Ночь темна, пахнет бензином, гарью, расставаться не хочется.

— А проводочки таки тонюсенькие, — жалуется.

Его пальцы толсты и железны, и немножечко с волосом.

Но он все равно готов!

На полигоне метанья прожекторов. Самосвал опорожняется, вздрагивая, точно живой.

— Почитай, Софочка, по-французскому…

Он любит. Тихо скольжу из Верлена про дождик над городом, про и в сердце дождь, про ту печаль, причины которой не знаем мы.

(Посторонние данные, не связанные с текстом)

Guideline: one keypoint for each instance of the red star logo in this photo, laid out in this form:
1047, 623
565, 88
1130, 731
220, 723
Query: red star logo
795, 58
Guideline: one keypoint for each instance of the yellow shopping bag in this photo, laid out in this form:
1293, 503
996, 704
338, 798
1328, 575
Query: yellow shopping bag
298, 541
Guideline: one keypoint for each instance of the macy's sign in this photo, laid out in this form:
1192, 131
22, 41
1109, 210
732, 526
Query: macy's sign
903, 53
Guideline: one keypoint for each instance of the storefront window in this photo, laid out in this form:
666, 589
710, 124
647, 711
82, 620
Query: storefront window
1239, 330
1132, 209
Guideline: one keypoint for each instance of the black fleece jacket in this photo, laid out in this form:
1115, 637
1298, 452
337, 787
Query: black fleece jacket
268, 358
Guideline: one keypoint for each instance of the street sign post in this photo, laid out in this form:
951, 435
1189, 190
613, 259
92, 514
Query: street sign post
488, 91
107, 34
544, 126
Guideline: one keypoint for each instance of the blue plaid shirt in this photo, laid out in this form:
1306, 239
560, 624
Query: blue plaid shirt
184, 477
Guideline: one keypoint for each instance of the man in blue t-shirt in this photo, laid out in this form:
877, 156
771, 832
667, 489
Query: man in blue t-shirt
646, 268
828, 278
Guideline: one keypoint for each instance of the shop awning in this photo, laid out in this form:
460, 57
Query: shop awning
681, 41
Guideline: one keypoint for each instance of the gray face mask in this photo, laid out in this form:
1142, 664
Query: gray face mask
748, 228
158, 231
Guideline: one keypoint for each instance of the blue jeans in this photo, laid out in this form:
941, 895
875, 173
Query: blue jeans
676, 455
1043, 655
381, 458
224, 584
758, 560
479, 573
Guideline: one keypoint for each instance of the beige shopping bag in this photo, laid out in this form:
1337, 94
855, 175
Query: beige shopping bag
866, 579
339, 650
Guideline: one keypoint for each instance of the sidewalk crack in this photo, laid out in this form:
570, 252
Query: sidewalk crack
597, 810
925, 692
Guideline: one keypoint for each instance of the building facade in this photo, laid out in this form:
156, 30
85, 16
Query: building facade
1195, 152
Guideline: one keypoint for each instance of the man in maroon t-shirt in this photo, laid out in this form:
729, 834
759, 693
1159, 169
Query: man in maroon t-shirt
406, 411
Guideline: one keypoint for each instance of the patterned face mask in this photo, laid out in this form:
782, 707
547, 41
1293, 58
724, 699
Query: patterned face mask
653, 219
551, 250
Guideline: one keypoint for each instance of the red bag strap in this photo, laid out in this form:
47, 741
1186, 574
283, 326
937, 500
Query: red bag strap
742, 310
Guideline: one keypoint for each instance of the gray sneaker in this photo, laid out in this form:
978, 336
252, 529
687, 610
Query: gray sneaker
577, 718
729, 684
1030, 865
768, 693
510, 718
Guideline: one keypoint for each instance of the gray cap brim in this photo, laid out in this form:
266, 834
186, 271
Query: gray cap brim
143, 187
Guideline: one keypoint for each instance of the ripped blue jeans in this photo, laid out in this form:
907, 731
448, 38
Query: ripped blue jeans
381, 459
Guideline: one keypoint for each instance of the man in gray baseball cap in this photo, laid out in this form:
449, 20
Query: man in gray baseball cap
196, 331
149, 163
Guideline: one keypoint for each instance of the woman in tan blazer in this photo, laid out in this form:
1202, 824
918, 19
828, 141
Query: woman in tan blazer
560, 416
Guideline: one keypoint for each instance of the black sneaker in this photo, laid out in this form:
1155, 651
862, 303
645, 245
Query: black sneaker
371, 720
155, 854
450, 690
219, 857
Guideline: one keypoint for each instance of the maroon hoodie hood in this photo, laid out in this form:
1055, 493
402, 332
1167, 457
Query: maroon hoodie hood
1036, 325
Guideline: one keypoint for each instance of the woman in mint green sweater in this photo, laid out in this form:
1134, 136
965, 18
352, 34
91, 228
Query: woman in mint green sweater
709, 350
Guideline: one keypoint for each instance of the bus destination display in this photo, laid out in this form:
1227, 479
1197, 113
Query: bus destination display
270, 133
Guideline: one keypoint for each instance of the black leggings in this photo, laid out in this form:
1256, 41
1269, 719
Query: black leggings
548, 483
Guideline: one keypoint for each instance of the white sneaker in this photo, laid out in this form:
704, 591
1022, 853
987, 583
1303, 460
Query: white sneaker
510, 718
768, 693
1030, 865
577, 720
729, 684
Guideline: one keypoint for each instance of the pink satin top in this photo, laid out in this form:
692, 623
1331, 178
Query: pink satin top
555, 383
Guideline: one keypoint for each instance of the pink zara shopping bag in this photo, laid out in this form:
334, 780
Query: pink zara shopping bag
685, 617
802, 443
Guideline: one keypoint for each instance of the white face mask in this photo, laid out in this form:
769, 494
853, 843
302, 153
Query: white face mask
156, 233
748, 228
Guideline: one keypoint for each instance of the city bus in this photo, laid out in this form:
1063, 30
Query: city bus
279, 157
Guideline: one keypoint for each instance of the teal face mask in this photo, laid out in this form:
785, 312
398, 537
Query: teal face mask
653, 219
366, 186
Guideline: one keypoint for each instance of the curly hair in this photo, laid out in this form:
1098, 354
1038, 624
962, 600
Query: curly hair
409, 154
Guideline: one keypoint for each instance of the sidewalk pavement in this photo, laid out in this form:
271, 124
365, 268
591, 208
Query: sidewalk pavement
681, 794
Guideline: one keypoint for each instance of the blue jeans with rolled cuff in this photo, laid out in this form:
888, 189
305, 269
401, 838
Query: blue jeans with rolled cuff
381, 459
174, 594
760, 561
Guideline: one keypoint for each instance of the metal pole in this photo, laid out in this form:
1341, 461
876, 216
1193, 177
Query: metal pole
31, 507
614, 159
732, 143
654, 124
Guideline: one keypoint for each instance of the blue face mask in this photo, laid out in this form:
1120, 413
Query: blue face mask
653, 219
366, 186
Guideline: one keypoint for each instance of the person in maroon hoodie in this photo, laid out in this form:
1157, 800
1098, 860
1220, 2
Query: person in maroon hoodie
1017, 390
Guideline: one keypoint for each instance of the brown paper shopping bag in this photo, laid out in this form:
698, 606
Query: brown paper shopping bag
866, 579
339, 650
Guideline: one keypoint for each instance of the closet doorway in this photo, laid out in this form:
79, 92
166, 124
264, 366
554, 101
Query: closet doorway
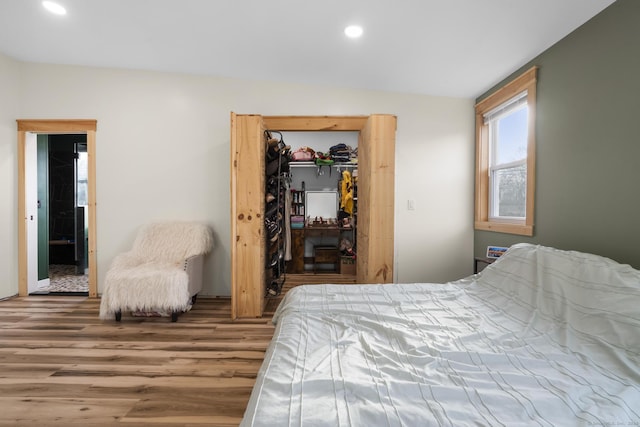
76, 225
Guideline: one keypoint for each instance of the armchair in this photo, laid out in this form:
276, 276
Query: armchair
161, 273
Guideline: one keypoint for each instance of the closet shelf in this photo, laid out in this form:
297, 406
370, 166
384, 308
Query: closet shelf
312, 164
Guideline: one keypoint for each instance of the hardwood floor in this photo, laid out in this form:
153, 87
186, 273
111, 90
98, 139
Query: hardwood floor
61, 365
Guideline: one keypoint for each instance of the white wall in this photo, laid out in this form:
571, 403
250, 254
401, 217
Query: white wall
9, 87
163, 153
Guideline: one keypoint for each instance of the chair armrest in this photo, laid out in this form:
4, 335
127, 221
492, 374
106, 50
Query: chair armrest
126, 260
194, 267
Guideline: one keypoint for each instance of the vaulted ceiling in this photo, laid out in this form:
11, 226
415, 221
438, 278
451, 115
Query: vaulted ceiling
456, 48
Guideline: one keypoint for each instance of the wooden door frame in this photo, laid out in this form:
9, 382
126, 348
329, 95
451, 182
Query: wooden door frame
247, 251
78, 126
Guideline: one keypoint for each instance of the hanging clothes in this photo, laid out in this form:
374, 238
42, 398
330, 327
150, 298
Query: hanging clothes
346, 193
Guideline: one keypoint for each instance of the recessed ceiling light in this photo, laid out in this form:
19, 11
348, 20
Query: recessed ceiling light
54, 8
353, 31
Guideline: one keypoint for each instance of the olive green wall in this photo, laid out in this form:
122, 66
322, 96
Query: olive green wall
588, 140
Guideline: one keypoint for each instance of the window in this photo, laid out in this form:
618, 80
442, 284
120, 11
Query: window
505, 157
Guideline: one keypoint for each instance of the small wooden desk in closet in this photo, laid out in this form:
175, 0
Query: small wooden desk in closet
298, 238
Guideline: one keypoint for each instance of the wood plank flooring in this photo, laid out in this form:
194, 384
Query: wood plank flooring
61, 365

От звуков непонятной ему изящно печальной речи Михайлов нежится. Он верит: плохого ему не прочту.

Как ребенок, ей-богу же! Их всех надо лаже еще не учить — воспитывать…

Читаю потом и «Альбатроса» бодлеровского, такого ритмичного. Прожекторы испуганно мечутся.

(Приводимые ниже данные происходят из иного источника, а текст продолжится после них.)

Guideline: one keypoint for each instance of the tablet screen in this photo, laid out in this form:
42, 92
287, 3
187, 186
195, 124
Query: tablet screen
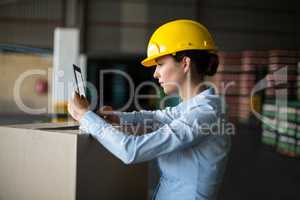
79, 80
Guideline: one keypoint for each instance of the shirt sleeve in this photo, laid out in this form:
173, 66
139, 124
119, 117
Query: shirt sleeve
180, 133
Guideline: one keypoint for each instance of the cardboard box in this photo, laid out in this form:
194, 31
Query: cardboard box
48, 161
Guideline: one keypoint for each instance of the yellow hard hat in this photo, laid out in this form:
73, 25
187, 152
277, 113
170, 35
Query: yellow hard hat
178, 35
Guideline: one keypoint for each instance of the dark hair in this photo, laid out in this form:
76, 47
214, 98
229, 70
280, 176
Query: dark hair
205, 62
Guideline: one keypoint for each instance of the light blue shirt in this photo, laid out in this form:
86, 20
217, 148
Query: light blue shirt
190, 150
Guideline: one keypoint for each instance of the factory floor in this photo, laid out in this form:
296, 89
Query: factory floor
253, 171
257, 172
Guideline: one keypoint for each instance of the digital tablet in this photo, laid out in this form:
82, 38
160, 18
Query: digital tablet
79, 80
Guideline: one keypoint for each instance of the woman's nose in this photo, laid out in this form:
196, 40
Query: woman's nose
156, 74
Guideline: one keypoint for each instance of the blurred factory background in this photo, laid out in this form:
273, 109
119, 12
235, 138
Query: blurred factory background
255, 38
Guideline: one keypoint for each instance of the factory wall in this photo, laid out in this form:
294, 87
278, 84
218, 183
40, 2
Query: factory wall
123, 27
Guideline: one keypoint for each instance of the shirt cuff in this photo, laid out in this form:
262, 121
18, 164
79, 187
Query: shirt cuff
92, 123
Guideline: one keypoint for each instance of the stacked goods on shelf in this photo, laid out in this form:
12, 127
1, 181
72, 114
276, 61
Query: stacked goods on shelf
281, 111
269, 126
298, 76
253, 68
282, 75
239, 72
281, 127
226, 80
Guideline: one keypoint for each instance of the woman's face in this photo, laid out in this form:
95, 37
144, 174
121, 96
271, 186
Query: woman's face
169, 73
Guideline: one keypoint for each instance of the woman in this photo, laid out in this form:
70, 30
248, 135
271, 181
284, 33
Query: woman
191, 155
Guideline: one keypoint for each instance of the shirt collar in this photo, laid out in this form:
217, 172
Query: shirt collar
199, 99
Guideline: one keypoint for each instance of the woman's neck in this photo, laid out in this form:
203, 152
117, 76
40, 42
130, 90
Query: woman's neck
191, 89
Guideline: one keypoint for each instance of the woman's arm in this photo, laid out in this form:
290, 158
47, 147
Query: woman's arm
180, 133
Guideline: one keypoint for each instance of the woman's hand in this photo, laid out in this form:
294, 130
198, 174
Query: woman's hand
78, 106
106, 113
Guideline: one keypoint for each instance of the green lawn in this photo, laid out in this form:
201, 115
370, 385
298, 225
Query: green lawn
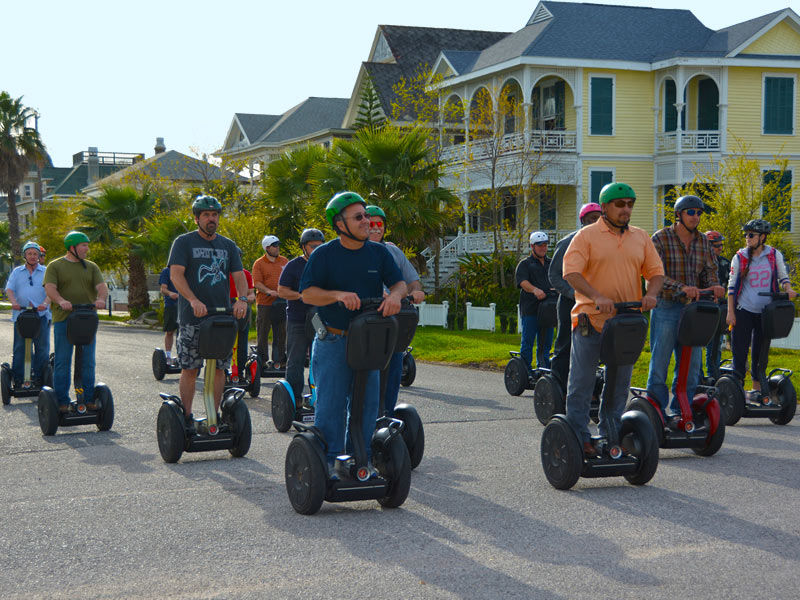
490, 350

Михайлов живет в бараке. Здесь пахнет простыми мужчинами, жизнью без продыха.

Сажусь читать. Он готовит ужин за моею спиной, стараясь двигаться неслышно и ласково.

У соседей бурчит телевизор, извергая якобы новости: государь танцевал в «Лебедином», тридцать два фуэте, однако сразу на сцене выкидыш. Завтра плюс двенадцать и «слабый ливневый дождь», на Западе взрывы и коронации.

Я думаю о стране. Черный провал Кавказа, но опухоль вырезали, наркотрафик правительства, студенты громят кресты, их ловят и режут тут же, обломками.

Ну, ничего-ничего! И наша мечта весома.